While the merits of the music can be disputed by some, there was certainly brilliance in the purposes of offering a mirror pointed towards the horrors that media, government and safe modern living represented. The band and it’s singer provided this by using the same tools of promotion that were being used to broadcast news of wars and atrocity, together with promoting new teen pop stars and corporate products.
It was of course also a time when other forms of music with a more aggressive message were getting a lot of traction. Grunge and gasta rap were still around, although in their dying days (comparatively to their initial incarnations), while nu metal was making pummeling rhythms and distorted guitars cool for frat kids and teen comedies.
And even so, Marilyn Manson performing live on the MTV awards for three years in a row, was by far the most talked about and “controversial” event by a by a major music artist. Whether a fan or not of the music, there is certainly more “art” than “pop/rock music” to what Manson did. Like some of the best horror movies, the most terrifying thing about his performances was that they left plenty a lot of room for the imagination. And the public certainly filled in the gaps with their own vision of what this was supposed to mean.
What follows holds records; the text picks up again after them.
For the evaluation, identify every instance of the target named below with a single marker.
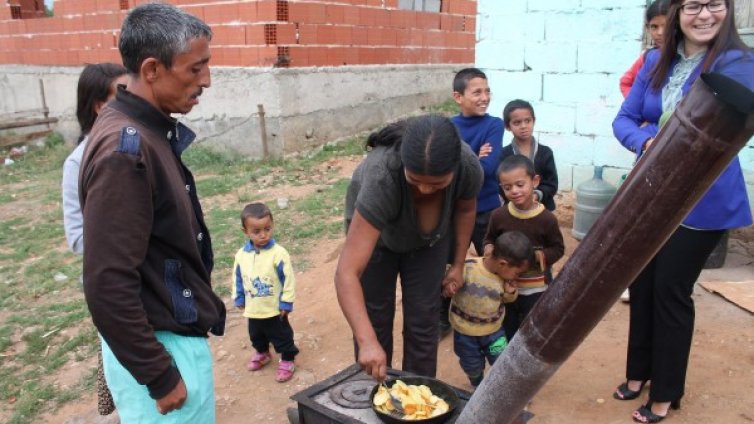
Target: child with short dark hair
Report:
(519, 119)
(477, 309)
(484, 134)
(523, 213)
(264, 286)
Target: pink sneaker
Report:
(258, 360)
(285, 371)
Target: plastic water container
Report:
(716, 259)
(591, 198)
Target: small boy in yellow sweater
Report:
(477, 308)
(524, 213)
(264, 287)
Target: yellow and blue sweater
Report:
(263, 280)
(478, 309)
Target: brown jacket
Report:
(148, 253)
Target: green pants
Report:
(192, 357)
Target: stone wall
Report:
(304, 107)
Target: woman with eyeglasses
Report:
(700, 37)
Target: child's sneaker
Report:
(285, 371)
(258, 360)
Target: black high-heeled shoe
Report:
(624, 393)
(645, 415)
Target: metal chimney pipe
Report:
(709, 127)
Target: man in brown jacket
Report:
(148, 259)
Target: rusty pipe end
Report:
(730, 92)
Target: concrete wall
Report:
(304, 108)
(566, 57)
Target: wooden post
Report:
(263, 131)
(45, 110)
(709, 127)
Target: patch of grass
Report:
(448, 107)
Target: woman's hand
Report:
(510, 286)
(453, 281)
(540, 255)
(373, 360)
(647, 144)
(485, 150)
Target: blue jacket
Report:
(476, 131)
(725, 205)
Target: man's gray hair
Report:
(158, 30)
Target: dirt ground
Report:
(719, 388)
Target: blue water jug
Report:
(591, 198)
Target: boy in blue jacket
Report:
(264, 287)
(484, 134)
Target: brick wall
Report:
(293, 33)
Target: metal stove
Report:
(344, 399)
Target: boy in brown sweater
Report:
(523, 213)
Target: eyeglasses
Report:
(695, 8)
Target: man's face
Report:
(177, 89)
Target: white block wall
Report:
(566, 57)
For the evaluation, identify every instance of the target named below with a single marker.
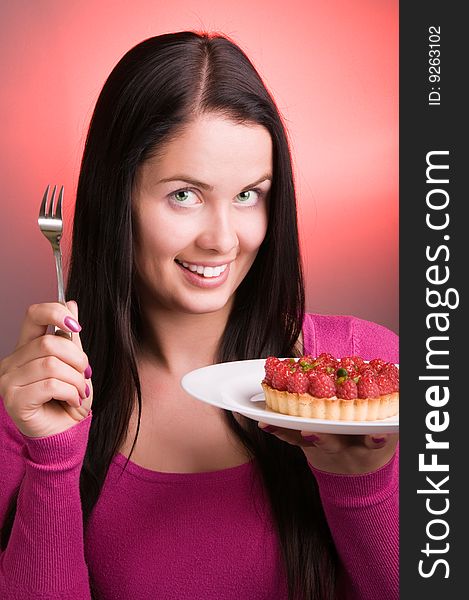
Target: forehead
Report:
(214, 148)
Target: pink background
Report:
(333, 70)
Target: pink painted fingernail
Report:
(311, 438)
(72, 324)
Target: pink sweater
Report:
(181, 536)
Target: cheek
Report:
(252, 232)
(162, 238)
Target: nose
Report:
(219, 231)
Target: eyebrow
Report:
(205, 186)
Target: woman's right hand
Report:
(42, 382)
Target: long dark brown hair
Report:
(156, 89)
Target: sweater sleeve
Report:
(44, 558)
(363, 516)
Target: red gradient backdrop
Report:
(333, 70)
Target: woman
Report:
(186, 167)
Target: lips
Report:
(203, 282)
(203, 270)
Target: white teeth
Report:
(205, 271)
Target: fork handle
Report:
(60, 284)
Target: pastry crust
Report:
(337, 409)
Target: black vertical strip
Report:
(434, 323)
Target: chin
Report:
(204, 306)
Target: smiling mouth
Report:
(204, 272)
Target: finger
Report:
(42, 347)
(376, 440)
(36, 394)
(326, 441)
(265, 427)
(73, 306)
(292, 436)
(49, 367)
(40, 316)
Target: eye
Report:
(183, 197)
(249, 197)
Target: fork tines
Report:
(49, 214)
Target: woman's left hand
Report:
(345, 454)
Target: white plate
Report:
(236, 386)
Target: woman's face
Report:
(200, 214)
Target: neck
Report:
(178, 342)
Those easily offended or waiting to be shocked, projected their biggest fears on to the performances. It’s a clever touch from the band to get MTV to ask them to perform for the entertainment of the audiences and while doing so, to remind the audiences gently of some of the horrors they were trying to escape through this entertainment.
There’s also a good deal of humor with the performances and the songs that were at the time big rock hits for the band. “The beautiful people” is performed complete with a speech about the fascism of the beautiful and the elite, while in a room filled with rich celebrities. “The Dope Show” similarly has lyrics talking about superficiality and the image outweighing any meaningful message, while at the height of manufactured pop music, at an MTV organized event. And “Rock is dead”, echoing the Doors’ unreleased song, seems to question whether rock’s promise of revolution, through shock or otherwise, has been replaced by predictable entertainment and false moral values.
Interestingly, Marilyn Manson’s rivals for the “shock factor” award, the nu metal kids and gangsta rappers, were part of the audience at the MTV sponsored events. According to the reports, they were left as upset and offended by the show as were some of the representatives for youth morals that were so vocal against Marilyn Manson and advocating censorship of the band’s work.
It’s water under the bridge by now, but still a good reminder that art that echoes reality is much more frightening then fantasy ever can be.